Hace unos días, sin ir más lejos, me inspiró la esquela de una señora en la que decía perdonar a la hija por haberla ignorado cuando más falta le hacía. La esquela siempre ha sido un lugar en el que dejar algunos guiños al mundo entero y, en las hemerotecas, para la posteridad.
Sin embargo, la esquela media se me queda corta y no creo que mis deudos quieran publicar una a toda página, que sería lo propio, por cierto.
Así que busco otros métodos de poder decir a todos que les quiero; a algunos, que les zurzan y a quienes no me conozcan, que les hubiera encantado hacerlo.
Por eso me emociona saber que ya se ofertan lápidas con códigos QR. Un código QR es como un chip en dos dimensiones, es decir, una forma de concentrar mucha información que solo se conoce con el dispositivo adecuado.
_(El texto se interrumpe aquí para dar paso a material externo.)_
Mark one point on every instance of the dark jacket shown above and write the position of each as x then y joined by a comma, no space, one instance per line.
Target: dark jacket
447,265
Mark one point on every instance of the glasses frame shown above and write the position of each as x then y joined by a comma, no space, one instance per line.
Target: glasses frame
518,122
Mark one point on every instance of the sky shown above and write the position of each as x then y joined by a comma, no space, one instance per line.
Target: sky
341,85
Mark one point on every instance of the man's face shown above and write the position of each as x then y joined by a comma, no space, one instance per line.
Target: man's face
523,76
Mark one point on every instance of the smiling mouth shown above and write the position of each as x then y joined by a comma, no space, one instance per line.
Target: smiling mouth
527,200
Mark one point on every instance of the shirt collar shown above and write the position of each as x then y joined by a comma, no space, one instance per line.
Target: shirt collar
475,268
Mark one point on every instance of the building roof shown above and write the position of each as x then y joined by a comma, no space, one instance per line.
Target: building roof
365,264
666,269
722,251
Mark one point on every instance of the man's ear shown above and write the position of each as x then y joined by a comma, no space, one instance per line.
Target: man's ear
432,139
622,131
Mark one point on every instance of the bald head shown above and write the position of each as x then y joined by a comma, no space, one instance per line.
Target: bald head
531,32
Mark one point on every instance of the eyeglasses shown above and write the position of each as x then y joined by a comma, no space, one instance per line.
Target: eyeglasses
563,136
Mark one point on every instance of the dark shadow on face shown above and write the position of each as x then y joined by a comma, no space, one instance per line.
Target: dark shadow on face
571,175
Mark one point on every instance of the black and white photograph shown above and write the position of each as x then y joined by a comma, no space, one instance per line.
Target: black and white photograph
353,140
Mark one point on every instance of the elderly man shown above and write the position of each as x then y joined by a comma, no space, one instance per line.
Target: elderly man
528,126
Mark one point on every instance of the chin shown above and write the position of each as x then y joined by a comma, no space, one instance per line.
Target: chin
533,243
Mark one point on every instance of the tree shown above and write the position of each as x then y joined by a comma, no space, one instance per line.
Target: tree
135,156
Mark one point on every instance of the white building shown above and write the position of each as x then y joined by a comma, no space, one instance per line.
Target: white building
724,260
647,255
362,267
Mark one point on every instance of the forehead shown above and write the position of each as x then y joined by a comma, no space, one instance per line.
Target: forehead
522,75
Lo interesante es que ese dispositivo es cualquier teléfono móvil inteligente con una pequeña aplicación.
El sistema es ya común en la publicidad y el marketing pero empieza a introducirse poco a poco en la vida de los mortales. Nunca mejor dicho.
Hay quien tiene tarjetas de visita con códigos QR o negocios cuyos escaparates muestran alguno para que el mirón no se quede en lo que ve sino que acceda a todo el catálogo.
La nueva oferta es pegar uno de esos códigos en la propia lápida con información, fotos o vídeos del finado. Ya sé que para muchos resultará un entretenimiento poco apetecible pero yo creo haber encontrado el modo de enviar un mensaje desde el más allá, incluso con interactividad para que el interesado pueda escoger.
Mi yo más mordaz seguirá aquí por toda la eternidad, creando fans y detractores a partes iguales. Unos me encumbrarán más de lo merecido pero no llegarán a confirmar su error y los otros sabrán que lo es pero no podrán reprochármelo.